Педагогическая поэма - Макаренко Антон Семенович. Страница 57
— Поведите меня умыться, и я хочу спать… А шесть тысяч я вам дам.
— А вы еще на наших полях не были.
— На поля поедем завтра. Хорошо?
Мария Кондратьевна прожила у нас три дня. Уже к вечеру первого дня она знала многих колонистов по именам и до глубокой ночи щебетала на скамье в старом саду. Катали они ее и на лодке, и на гигантах, и на качелях, только поля она не успела осмотреть и насилу-насилу нашла время подписать со мною договор.

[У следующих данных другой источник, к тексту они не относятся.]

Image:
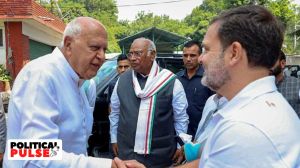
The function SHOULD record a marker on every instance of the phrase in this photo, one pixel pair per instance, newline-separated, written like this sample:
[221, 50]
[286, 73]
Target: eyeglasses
[138, 53]
[135, 53]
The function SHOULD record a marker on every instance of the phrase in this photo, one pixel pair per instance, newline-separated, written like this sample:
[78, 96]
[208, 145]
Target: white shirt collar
[64, 65]
[248, 93]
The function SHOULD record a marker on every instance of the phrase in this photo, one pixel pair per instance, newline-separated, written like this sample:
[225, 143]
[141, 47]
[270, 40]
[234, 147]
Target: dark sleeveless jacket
[163, 144]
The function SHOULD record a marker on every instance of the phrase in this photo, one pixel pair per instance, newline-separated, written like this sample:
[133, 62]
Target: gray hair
[151, 46]
[72, 29]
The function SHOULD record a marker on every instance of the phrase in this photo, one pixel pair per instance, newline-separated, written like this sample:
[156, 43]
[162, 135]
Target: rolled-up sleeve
[180, 105]
[114, 114]
[2, 128]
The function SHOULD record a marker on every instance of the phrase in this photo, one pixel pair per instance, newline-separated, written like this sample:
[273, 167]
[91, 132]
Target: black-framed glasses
[138, 53]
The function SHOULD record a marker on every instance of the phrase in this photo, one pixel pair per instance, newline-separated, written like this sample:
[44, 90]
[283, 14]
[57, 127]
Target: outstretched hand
[178, 157]
[126, 164]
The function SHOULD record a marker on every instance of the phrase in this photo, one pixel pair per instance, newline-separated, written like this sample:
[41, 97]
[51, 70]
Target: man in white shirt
[2, 131]
[48, 102]
[257, 127]
[148, 110]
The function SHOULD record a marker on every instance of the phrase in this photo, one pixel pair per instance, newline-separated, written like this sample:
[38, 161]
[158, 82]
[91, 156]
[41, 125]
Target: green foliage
[194, 25]
[4, 74]
[144, 21]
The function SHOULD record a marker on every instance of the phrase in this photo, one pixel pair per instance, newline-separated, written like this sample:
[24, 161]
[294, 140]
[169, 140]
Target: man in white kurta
[47, 101]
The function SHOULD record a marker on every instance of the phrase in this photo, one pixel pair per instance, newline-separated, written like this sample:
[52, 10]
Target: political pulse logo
[34, 149]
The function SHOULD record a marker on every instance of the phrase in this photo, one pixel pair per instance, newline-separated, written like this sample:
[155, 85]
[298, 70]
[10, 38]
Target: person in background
[48, 102]
[257, 127]
[2, 131]
[148, 110]
[190, 77]
[123, 64]
[288, 86]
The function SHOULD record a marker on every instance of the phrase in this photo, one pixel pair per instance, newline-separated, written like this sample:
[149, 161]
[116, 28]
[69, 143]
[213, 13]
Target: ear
[67, 45]
[282, 63]
[236, 53]
[152, 54]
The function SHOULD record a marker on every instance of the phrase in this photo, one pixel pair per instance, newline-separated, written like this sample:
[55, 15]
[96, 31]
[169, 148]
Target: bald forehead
[89, 24]
[141, 43]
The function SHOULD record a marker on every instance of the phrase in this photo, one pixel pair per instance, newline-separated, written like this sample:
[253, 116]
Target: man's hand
[134, 164]
[178, 156]
[115, 149]
[118, 163]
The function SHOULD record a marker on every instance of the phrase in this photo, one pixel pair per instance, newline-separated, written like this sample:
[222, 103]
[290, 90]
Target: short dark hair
[282, 56]
[256, 29]
[122, 57]
[191, 43]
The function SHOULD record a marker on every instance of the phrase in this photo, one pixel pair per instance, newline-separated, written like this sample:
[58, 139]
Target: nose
[123, 69]
[101, 55]
[200, 59]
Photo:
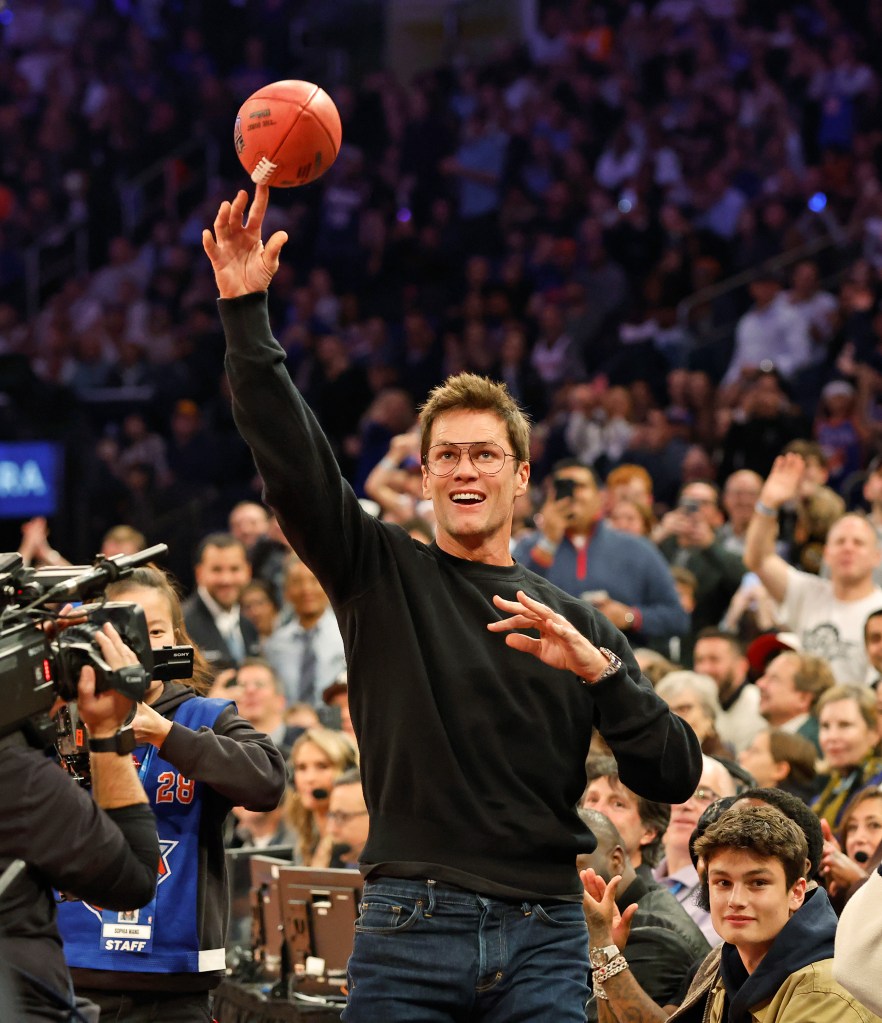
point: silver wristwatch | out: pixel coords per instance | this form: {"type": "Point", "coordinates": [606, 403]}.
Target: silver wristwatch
{"type": "Point", "coordinates": [601, 957]}
{"type": "Point", "coordinates": [611, 668]}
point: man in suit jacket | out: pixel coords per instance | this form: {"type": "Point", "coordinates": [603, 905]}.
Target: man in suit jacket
{"type": "Point", "coordinates": [212, 614]}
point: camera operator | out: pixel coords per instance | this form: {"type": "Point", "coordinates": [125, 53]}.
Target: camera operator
{"type": "Point", "coordinates": [100, 847]}
{"type": "Point", "coordinates": [688, 537]}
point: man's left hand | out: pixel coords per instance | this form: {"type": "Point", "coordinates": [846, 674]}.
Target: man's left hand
{"type": "Point", "coordinates": [560, 643]}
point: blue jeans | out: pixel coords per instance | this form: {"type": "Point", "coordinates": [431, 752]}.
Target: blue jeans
{"type": "Point", "coordinates": [425, 952]}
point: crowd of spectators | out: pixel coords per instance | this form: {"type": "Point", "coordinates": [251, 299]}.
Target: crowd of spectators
{"type": "Point", "coordinates": [543, 215]}
{"type": "Point", "coordinates": [556, 216]}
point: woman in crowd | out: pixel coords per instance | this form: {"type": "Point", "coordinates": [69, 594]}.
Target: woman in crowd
{"type": "Point", "coordinates": [630, 517]}
{"type": "Point", "coordinates": [197, 758]}
{"type": "Point", "coordinates": [695, 698]}
{"type": "Point", "coordinates": [318, 756]}
{"type": "Point", "coordinates": [260, 606]}
{"type": "Point", "coordinates": [848, 736]}
{"type": "Point", "coordinates": [848, 861]}
{"type": "Point", "coordinates": [782, 760]}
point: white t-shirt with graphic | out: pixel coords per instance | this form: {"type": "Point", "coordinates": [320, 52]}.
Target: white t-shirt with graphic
{"type": "Point", "coordinates": [827, 627]}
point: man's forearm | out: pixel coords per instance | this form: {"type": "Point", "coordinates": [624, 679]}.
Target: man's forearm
{"type": "Point", "coordinates": [759, 540]}
{"type": "Point", "coordinates": [628, 1003]}
{"type": "Point", "coordinates": [115, 781]}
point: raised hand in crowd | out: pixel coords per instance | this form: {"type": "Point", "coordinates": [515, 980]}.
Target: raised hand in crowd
{"type": "Point", "coordinates": [241, 262]}
{"type": "Point", "coordinates": [782, 484]}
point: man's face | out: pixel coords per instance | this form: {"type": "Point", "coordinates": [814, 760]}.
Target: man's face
{"type": "Point", "coordinates": [684, 816]}
{"type": "Point", "coordinates": [741, 494]}
{"type": "Point", "coordinates": [474, 510]}
{"type": "Point", "coordinates": [779, 698]}
{"type": "Point", "coordinates": [620, 805]}
{"type": "Point", "coordinates": [248, 524]}
{"type": "Point", "coordinates": [717, 658]}
{"type": "Point", "coordinates": [750, 901]}
{"type": "Point", "coordinates": [223, 572]}
{"type": "Point", "coordinates": [347, 818]}
{"type": "Point", "coordinates": [303, 591]}
{"type": "Point", "coordinates": [258, 700]}
{"type": "Point", "coordinates": [873, 639]}
{"type": "Point", "coordinates": [851, 551]}
{"type": "Point", "coordinates": [705, 497]}
{"type": "Point", "coordinates": [585, 504]}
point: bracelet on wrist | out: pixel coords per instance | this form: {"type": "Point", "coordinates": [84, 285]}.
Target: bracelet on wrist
{"type": "Point", "coordinates": [766, 510]}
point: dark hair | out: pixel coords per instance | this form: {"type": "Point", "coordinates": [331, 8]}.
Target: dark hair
{"type": "Point", "coordinates": [653, 815]}
{"type": "Point", "coordinates": [872, 792]}
{"type": "Point", "coordinates": [261, 586]}
{"type": "Point", "coordinates": [793, 807]}
{"type": "Point", "coordinates": [796, 751]}
{"type": "Point", "coordinates": [563, 463]}
{"type": "Point", "coordinates": [151, 577]}
{"type": "Point", "coordinates": [871, 616]}
{"type": "Point", "coordinates": [469, 391]}
{"type": "Point", "coordinates": [762, 831]}
{"type": "Point", "coordinates": [261, 662]}
{"type": "Point", "coordinates": [350, 776]}
{"type": "Point", "coordinates": [222, 540]}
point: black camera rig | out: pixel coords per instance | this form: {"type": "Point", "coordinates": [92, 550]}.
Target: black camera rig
{"type": "Point", "coordinates": [41, 657]}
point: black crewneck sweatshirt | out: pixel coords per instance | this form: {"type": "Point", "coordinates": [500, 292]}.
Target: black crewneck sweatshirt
{"type": "Point", "coordinates": [473, 753]}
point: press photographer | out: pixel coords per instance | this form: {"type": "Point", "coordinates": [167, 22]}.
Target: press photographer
{"type": "Point", "coordinates": [53, 834]}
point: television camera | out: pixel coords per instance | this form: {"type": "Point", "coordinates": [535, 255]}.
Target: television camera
{"type": "Point", "coordinates": [41, 655]}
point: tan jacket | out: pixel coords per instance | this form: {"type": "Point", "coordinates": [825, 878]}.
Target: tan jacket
{"type": "Point", "coordinates": [808, 995]}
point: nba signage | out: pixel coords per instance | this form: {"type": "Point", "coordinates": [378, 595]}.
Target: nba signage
{"type": "Point", "coordinates": [29, 479]}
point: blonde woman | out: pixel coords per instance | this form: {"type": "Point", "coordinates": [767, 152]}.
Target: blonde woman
{"type": "Point", "coordinates": [317, 757]}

По договору Укрпомдет обязывался перевести нам шесть тысяч на восстановление красного дома, а мы должны были после такого восстановления принять от Укрпомдета сорок беспризорных.
От колонии Мария Кондратьевна была в восторге.

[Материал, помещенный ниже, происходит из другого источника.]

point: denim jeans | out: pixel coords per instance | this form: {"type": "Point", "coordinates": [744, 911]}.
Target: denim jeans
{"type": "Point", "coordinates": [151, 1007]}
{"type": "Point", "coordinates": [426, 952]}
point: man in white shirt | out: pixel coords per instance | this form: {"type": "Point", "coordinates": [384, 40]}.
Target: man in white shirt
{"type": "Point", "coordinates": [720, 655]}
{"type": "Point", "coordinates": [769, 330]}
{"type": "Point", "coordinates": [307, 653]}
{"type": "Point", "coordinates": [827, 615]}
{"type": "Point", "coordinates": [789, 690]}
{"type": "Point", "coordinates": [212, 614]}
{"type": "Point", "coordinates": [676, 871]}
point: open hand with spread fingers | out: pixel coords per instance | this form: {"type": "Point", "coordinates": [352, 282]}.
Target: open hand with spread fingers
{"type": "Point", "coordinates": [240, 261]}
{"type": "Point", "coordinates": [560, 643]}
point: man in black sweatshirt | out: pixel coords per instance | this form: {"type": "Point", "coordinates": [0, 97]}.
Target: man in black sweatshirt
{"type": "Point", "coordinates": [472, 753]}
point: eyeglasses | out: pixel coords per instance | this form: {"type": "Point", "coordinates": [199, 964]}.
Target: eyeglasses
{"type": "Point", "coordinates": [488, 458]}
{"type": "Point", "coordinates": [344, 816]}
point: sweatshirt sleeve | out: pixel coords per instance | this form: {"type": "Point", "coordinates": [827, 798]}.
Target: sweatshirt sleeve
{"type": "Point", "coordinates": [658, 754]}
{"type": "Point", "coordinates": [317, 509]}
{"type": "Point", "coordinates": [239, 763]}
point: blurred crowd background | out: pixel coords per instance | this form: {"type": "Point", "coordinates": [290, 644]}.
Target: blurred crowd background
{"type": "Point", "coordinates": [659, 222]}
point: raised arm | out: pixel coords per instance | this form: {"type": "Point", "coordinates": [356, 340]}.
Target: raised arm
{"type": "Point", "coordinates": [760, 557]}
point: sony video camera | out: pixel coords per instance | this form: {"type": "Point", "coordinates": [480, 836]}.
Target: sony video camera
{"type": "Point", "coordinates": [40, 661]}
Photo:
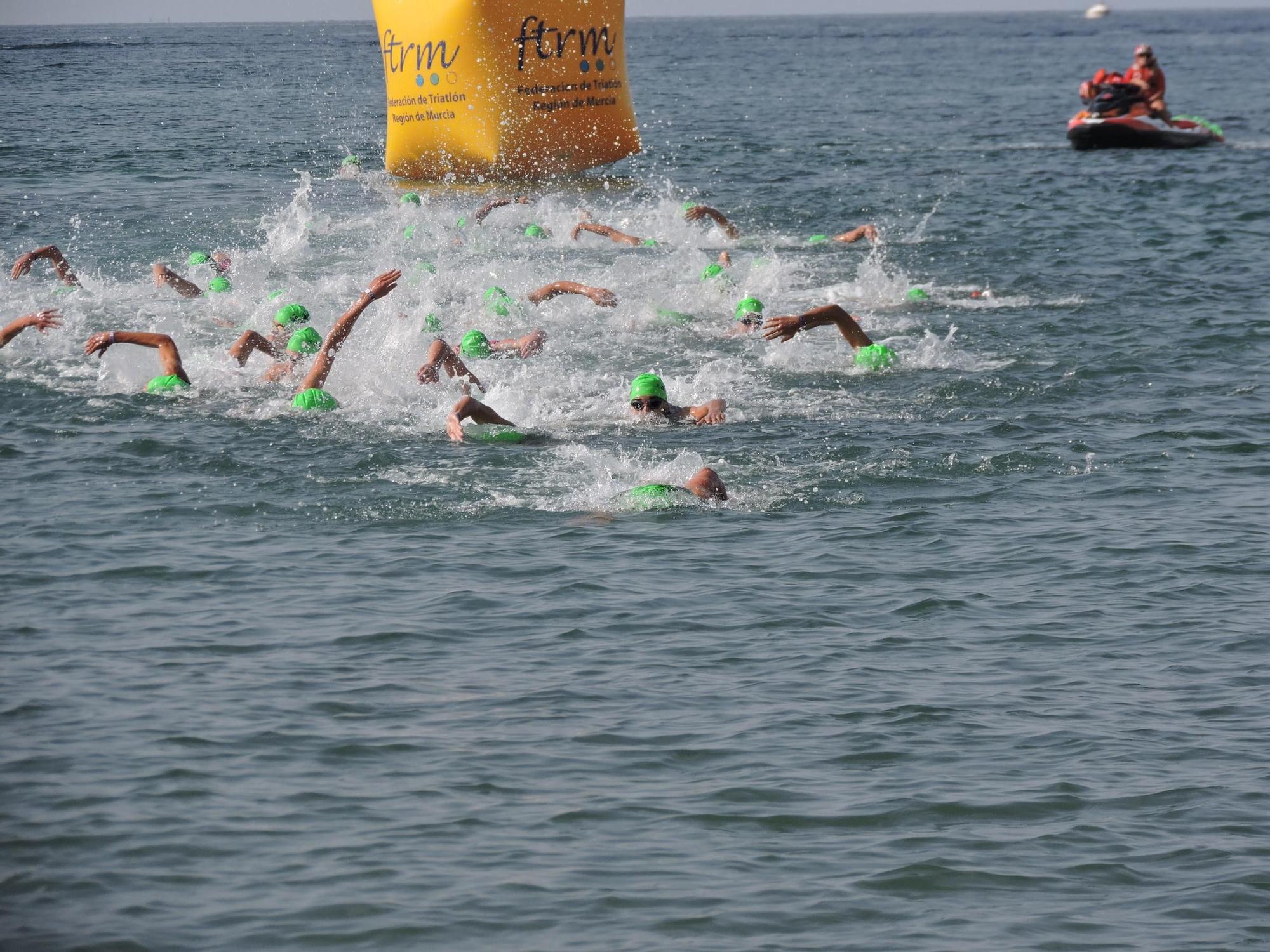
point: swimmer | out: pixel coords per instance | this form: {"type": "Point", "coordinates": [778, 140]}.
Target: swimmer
{"type": "Point", "coordinates": [41, 322]}
{"type": "Point", "coordinates": [601, 298]}
{"type": "Point", "coordinates": [173, 378]}
{"type": "Point", "coordinates": [498, 204]}
{"type": "Point", "coordinates": [697, 213]}
{"type": "Point", "coordinates": [614, 235]}
{"type": "Point", "coordinates": [477, 346]}
{"type": "Point", "coordinates": [279, 345]}
{"type": "Point", "coordinates": [704, 484]}
{"type": "Point", "coordinates": [868, 354]}
{"type": "Point", "coordinates": [850, 238]}
{"type": "Point", "coordinates": [187, 289]}
{"type": "Point", "coordinates": [648, 397]}
{"type": "Point", "coordinates": [469, 408]}
{"type": "Point", "coordinates": [311, 394]}
{"type": "Point", "coordinates": [51, 252]}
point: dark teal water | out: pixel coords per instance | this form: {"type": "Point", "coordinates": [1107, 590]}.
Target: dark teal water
{"type": "Point", "coordinates": [976, 657]}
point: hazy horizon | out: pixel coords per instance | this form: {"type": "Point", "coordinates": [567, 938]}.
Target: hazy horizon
{"type": "Point", "coordinates": [88, 12]}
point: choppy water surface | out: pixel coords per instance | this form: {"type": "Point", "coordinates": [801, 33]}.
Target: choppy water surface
{"type": "Point", "coordinates": [973, 659]}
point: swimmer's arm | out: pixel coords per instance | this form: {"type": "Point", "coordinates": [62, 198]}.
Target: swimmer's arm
{"type": "Point", "coordinates": [864, 232]}
{"type": "Point", "coordinates": [41, 322]}
{"type": "Point", "coordinates": [170, 357]}
{"type": "Point", "coordinates": [324, 360]}
{"type": "Point", "coordinates": [167, 276]}
{"type": "Point", "coordinates": [250, 343]}
{"type": "Point", "coordinates": [604, 298]}
{"type": "Point", "coordinates": [530, 345]}
{"type": "Point", "coordinates": [703, 211]}
{"type": "Point", "coordinates": [498, 204]}
{"type": "Point", "coordinates": [469, 408]}
{"type": "Point", "coordinates": [787, 328]}
{"type": "Point", "coordinates": [54, 255]}
{"type": "Point", "coordinates": [441, 355]}
{"type": "Point", "coordinates": [606, 232]}
{"type": "Point", "coordinates": [708, 413]}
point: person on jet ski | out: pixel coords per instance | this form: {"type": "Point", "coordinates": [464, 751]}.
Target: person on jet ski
{"type": "Point", "coordinates": [1146, 76]}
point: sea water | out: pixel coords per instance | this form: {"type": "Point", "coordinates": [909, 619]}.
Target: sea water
{"type": "Point", "coordinates": [973, 657]}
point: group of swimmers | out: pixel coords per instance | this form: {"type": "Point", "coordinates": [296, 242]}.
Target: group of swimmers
{"type": "Point", "coordinates": [291, 341]}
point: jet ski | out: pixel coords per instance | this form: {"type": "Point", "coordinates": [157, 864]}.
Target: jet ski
{"type": "Point", "coordinates": [1117, 117]}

— У вас рай, — говорила она. — У вас есть прекрасные, как бы это сказать…
— Ангелы?
— Нет, не ангелы, а так — люди.
Я не провожал Марию Кондратьевну. На козлах не сидел Братченко, и гривы у лошадей заплетены не были. На козлах сидел Братченко, которому Антон почему-то уступил свой выезд. Карабанов сверкал черными глазами и до отказа напихан был чертячьими улыбками, рассыпая их по всему двору.
— Договор подписан, Антон Семенович? — спросил он меня тихо.
— Подписан.
— Ну и добре. Эх, и прокачу красавицу!
Задоров пожимал Марии Кондартьевне руку:
— Так вы приезжайте к нам летом. Вы же обещали.

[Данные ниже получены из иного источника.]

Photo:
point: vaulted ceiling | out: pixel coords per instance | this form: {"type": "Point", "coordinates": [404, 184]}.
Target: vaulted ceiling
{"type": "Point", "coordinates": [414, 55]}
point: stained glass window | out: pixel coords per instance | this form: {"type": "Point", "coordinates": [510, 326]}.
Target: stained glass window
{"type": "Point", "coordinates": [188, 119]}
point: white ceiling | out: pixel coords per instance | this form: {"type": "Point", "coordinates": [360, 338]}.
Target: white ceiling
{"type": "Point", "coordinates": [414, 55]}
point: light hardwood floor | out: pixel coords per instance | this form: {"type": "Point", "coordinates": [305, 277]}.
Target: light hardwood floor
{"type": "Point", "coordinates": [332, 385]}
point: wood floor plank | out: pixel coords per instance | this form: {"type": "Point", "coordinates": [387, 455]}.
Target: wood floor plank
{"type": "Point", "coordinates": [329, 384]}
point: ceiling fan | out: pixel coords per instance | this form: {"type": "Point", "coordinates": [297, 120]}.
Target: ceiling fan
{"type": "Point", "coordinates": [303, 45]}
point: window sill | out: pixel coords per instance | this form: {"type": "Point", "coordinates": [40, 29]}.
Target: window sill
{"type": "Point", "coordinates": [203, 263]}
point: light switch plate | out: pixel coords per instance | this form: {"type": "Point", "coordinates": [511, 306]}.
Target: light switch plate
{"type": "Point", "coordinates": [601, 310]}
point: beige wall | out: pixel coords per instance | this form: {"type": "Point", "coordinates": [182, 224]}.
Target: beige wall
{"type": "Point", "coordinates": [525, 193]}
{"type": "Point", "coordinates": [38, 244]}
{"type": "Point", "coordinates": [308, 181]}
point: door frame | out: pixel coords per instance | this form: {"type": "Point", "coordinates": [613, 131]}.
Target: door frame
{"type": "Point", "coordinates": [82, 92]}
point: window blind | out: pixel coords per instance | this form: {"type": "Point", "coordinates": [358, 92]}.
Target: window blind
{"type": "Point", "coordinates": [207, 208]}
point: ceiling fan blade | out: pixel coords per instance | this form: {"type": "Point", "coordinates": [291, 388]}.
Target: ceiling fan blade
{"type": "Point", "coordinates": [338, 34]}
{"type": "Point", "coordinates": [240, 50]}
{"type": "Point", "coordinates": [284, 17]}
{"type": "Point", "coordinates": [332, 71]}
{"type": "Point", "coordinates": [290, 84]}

— Приеду, приеду, я здесь дачу найму.
— Да зачем дачу? К нам…
Мария Кондратьевна закивала на все стороны головой и всем подарила по ласковому, улыбающемуся взгляду.
Возвратившись с вокзала, Карабанов, распрягая лошадей, был озабочен, и так же озабоченно слушал его Задоров. Я подошел к ним.
— Говорил я, что ведьма поможет, так и вышло.
— Ну а какая же она ведьма?
— А вы думаете, ведьма, так обязательно на метле? И с таким носом? Нет. Настоящие ведьмы красивые.
2. Отченаш
Бокова не подвела: уже через неделю получили мы перевод на шесть тысяч рублей, и Калина Иванович услиенно закряхтел в новой строительной горячке. Закряхтел и четвертый отряд Таранца, которому было задание из сырого леса сделать хорошие двери и окна. Калина Иванович поносил какого-то неизвестного человека:
— Чтоб ему гроб из сырого леса сделали, как помреть, паразит!..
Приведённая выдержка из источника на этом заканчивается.